The most expensive case centered on 24-year-old Tyrese Boswell, whom police said targeted Walgreens locations across San Francisco in 27 separate thefts between late 2025 and April 2026. Investigators said he mainly stole cosmetics and batteries, merchandise that can disappear quickly, be resold easily and force stores to tighten controls on everyday items. Police said Boswell was first arrested on Christmas Eve 2025 after 18 thefts at the Walgreens on the 1100 block of Columbus Avenue, then arrested again on April 4 after seven more thefts, and apprehended a third time on April 16 after returning to the Castro Street store. The value of the stolen merchandise in that series was said to be nearly $40,000.
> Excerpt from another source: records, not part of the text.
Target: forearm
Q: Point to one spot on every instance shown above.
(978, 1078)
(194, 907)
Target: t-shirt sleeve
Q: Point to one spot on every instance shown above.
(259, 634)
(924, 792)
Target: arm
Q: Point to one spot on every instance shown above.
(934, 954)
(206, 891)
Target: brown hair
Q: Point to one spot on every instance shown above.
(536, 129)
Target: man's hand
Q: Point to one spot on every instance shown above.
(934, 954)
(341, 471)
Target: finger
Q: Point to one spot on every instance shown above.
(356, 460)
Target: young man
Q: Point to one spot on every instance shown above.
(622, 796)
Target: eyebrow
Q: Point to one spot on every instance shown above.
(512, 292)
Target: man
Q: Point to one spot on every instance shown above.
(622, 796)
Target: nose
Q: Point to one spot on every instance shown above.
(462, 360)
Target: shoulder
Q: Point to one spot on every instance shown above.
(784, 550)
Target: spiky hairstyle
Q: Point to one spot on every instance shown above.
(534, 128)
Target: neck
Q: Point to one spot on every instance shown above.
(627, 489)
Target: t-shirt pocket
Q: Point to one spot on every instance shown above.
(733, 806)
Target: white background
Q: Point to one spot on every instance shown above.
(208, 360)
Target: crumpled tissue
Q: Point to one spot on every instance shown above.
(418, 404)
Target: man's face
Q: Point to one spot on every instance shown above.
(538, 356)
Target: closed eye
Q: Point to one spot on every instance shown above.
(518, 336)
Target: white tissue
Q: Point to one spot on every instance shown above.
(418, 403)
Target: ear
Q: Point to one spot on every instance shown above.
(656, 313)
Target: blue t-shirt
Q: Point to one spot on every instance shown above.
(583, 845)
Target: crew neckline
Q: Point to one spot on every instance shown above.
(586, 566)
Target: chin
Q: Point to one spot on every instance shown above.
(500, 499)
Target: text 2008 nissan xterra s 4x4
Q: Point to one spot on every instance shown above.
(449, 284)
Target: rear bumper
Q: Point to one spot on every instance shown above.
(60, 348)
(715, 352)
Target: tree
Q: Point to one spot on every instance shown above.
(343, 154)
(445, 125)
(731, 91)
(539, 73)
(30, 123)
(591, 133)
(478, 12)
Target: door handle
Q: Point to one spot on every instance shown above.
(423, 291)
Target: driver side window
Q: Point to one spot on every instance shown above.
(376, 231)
A separate investigation focused on Safeway stores, where police said reports from asset protection identified two suspects repeatedly targeting meat, seafood and produce. Investigators identified 33-year-old Jacqueline Michael and 35-year-old Darlene Gilbert and said the pair stole more than $3,200 across 14 incidents between Jan. 14 and April 1, 2026. Michael was initially arrested on April 2, and Gilbert was arrested on a warrant the next day.
The San Francisco Police Department said its Organized Retail Crime Task Force has worked closely with local retailers and also with the California Highway Patrol, the San Francisco District Attorney’s Office and the San Francisco Sheriff’s Department to identify repeat offenders and push cases forward. The department also pointed to two newer state laws now being used in retail-theft cases: Penal Code 666.1, which took effect Dec. 18, 2024 and can turn repeat theft into a felony, and Penal Code 487(e), which took effect Jan. 1, 2025 and allows multiple petty-theft incidents to be aggregated once the total passes $950.

The latest arrests fit into a broader city campaign that has produced periodic surges in enforcement. In April 2025, police said 37 suspects were arrested in three organized-retail-theft operations in the Ingleside District. In July 2025, officers said Samuel Shrimpton and Ryan Twedell were arrested in a 17-case theft investigation involving more than $15,000 in stolen merchandise. In November 2024, police said eight suspects, including juveniles as young as 12, were arrested in a Walgreens theft spree involving at least 23 thefts and more than $84,000 in merchandise, including a violent robbery that left an employee with a serious head injury.

City officials said in 2023 that retail-theft blitzes had produced more than 300 arrests at more than 40 locations and were backed by $17 million in state grant funding. The May arrests suggest the task force is still active, but the lasting test is whether workers and shoppers at Walgreens, Safeway and other chain stores see fewer repeat hits on the ground, not just another headline arrest.